George Crumb Makrocosmos Album CoverThe main divisions of the piece are structured around a vague sequence of events: Departure—Absence—Return. The emotional chronology, which Crumb further described as a “voyage of the soul,” travels a “fall from grace” in the five sections of Departure; “spiritual annihilation” in four parts to Absence; and “redemption” in four more parts of Return.

The 13-movement composition opens with “Night of the Electric Insects” (you may recognize it, since it’s included in The Exorcist soundtrack). “Danse macabre” is the fifth section of Departure.

Sinister Strings

Crumb wanted to pull listeners out of their comfort zone: instead of lush and lyrical, the violins sound raw, percussive, and eerie (thanks to special bowing techniques or hitting the strings with a thimble). The maracas’ dry shake adds a percussive layer to the movement’s ever-shifting beat pattern at [0:11]; when it shows up again at [0:21], it’s paired with the well-known Dies irae chant, a medieval melody traditionally used in a mass for the dead.

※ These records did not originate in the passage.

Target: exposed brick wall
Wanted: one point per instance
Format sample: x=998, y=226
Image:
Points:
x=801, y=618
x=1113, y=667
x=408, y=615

Crumb appropriated the tune, as many composers have over the centuries, since it matched the mood and message of the piece. Listen for its 7-note contour, plucked on the cello, from [0:21-0:24], and note that the pattern repeats from [0:31-0:34]. The violin’s limited burst of lyricism here is interrupted by violent bowing that creates clashing dissonance at [0:38].

As much as Crumb is channeling darkness and evil in “Danse macabre,” the music doesn’t come across as particularly scary. Instead, he seems to be putting evil in its place, allowing a sort of satirical poke at the power of darkness.

At [0:49], as the brief movement comes to a close, the instrumentalists simply chant, under their breath, the numbers 1 through 7 in Hungarian (throughout, the performers speak in many languages, including German, Russian, Japanese, and Swahili). It should be noted that Crumb was fascinated by numerology, but that topic is really beyond the scope of this tutorial: suffice it to say that 7 represents good and 13 represents evil.

Speaking about the work in 2004, Crumb said he believes the piece is timeless, and while it’s unfortunate to find resonance in the music’s message, indeed the world continues to cycle in and out of times of conflict and horror. Perhaps in it we can see and sense something of ourselves and our capacity to recognize and overpower dark forces.

Avant-Garde Sounds

Classical music post-1945 saw composers reimagining the very idea of music, often using instruments in new, unconventional ways, and blurring the line between music and sound. Countless approaches to this innovation were seen, from Cage’s use of musical “silence” to allow for ambient noise, to Varèse’s atonal use of conventionally melodic instruments.

This departure from tradition gets listeners to think about the interactions of sound with each other, and with silence. With melody taking a backseat, the listener is free to open their ears to elements such as duration of sounds, repetition, timbre, and the ways in which different sounds interact with one another.

Take a cue from these innovative composers by playing around with timbre, atmosphere, and rhythmic structures, or by changing the way you play your instrument! If inserting screws into your piano à la John Cage isn’t your cup of tea, try playing bowed guitar, use space and silence to build tension in your music, and experiment with playing your melodic instrument in a percussive manner. There are infinite ways to use a single instrument; play around with ways that you can draw some new, unusual sounds out of yours!